UT Dallas Summer Camp

Campers filled a weather balloon with helium during the Introduction to Space Camp last summer.

UT Dallas offers summer camps for everyone from aspiring athletes to budding rocket scientists.

The campus hosts dozens of athletic, academic and other fun camps for children and teens. They include coding for kindergarteners, a new robotics camp for girls and chess camp taught by the director of the elite UT Dallas Chess Team.

Camps run from June through August. Registration deadlines and costs vary. See the UT Dallas summer camps website for details.

In addition to athletic and academic camps, UT Dallas Callier Center for Communication Disorders offers several communication camps, including the Crystal Charity Ball Cochlear Implant Summer Listening Camp.

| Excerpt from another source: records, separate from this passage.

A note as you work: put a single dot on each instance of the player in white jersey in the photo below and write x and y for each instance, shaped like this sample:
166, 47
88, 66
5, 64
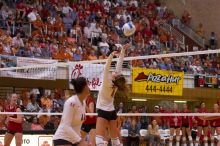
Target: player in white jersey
68, 132
105, 103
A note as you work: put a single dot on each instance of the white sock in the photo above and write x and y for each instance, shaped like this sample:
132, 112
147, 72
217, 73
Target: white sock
206, 141
99, 140
177, 140
115, 141
171, 141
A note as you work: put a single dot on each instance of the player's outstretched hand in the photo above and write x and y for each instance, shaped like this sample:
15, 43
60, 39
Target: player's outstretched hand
114, 53
127, 46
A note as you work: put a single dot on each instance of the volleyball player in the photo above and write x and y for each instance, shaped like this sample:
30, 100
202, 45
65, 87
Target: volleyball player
107, 115
68, 132
175, 124
186, 126
14, 122
89, 125
202, 126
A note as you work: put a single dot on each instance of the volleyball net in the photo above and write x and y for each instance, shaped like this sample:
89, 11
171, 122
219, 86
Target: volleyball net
156, 83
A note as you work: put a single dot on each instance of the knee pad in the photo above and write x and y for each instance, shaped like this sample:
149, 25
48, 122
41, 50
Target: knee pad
190, 138
115, 141
184, 138
99, 140
177, 138
205, 138
171, 138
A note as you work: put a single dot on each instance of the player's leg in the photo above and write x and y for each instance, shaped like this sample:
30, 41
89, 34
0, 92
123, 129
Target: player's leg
8, 138
18, 139
114, 133
101, 126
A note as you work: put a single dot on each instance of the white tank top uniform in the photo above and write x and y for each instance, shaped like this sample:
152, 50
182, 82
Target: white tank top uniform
107, 92
71, 122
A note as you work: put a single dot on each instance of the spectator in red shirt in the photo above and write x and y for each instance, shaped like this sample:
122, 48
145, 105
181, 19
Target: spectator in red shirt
21, 10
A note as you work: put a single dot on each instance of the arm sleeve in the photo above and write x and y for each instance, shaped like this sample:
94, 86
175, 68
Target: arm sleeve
107, 69
120, 61
69, 117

The interactive coding camps aim to make learning science, technology, engineering and math fun, said Dr. Jey Veerasamy, senior lecturer in computer science and director of computer science outreach. The Erik Jonsson School of Engineering and Computer Science offers more than 100 camp sessions.

“We want to make sure it’s an enjoyable experience,” Veerasamy said. “It’s hands-on, and they can see their math concepts and creativity come to life.”

Coding camps offer a 50 percent discount to low-income families, 40 percent discount to UT Dallas families and 10 percent discount to alumni.

UT Dallas Summer Camps

Campers honed their basketball skills at UT Dallas’ Comet Shooting Camp last summer.

Computer science camps have expanded to include off-campus locations throughout North Texas and also in Austin, Houston and New Mexico.

The Science and Engineering Education Center (SEEC) coordinates capstone engineering camps including the Solar Car Camp, in which teens build a solar-powered vehicle capable of completing a 100-mile road trip. Teens who attend the two-week Space Launch will build, design and fly a weather balloon to 90,000 feet, and then attempt to retrieve it using GPS coordinates.

About twice as many capstone engineering camps also will be offered this year, thanks to scholarships offered through the Texas Workforce Commission to students in the Dallas, DeSoto and Lancaster independent school districts. The districts will provide transportation to the camps, said Dr. Kenneth Berry, assistant director of SEEC.

The Texas Workforce Commission awarded $89,500 to UT Dallas to provide 125 scholarships for science, technology, engineering and math (STEM) camps. The grant was among 13 distributed to Texas universities and community colleges for summer youth camps designed to help prepare youths for high-skill, high-demand jobs.

UT Dallas Summer Chess Camp

Summer chess camp participants learn from top-ranked players, including students from the University’s chess team.

“We want to do relevant things with them such as creating robots and creating quad copters,” Berry said. “That’s what we would like our students to come away with: That STEM subjects are just as much fun and just as relevant to their lives as athletics, band and other performing arts classes.”

UT Dallas Athletics also offers summer camps in basketball, baseball, soccer, softball, tennis and volleyball.

The University will have two volleyball camps: one for beginner to intermediate levels and a residential camp for advanced players. Enrollment has grown for the elite camp, whose participants will stay in Residence Hall West for the first time. Attendees will eat in Dining Hall West and play in Recreation Center West, said Marci Sanders, head volleyball coach.

UT Dallas volleyball players teach the all-skills camp, she said.

“The all-skills camp is more of teaching the fundamentals of the game, establishing a love of the game,” Sanders said. “The elite camp offers advanced techniques, and is more of a competitive environment for those who want to proceed to the next level.”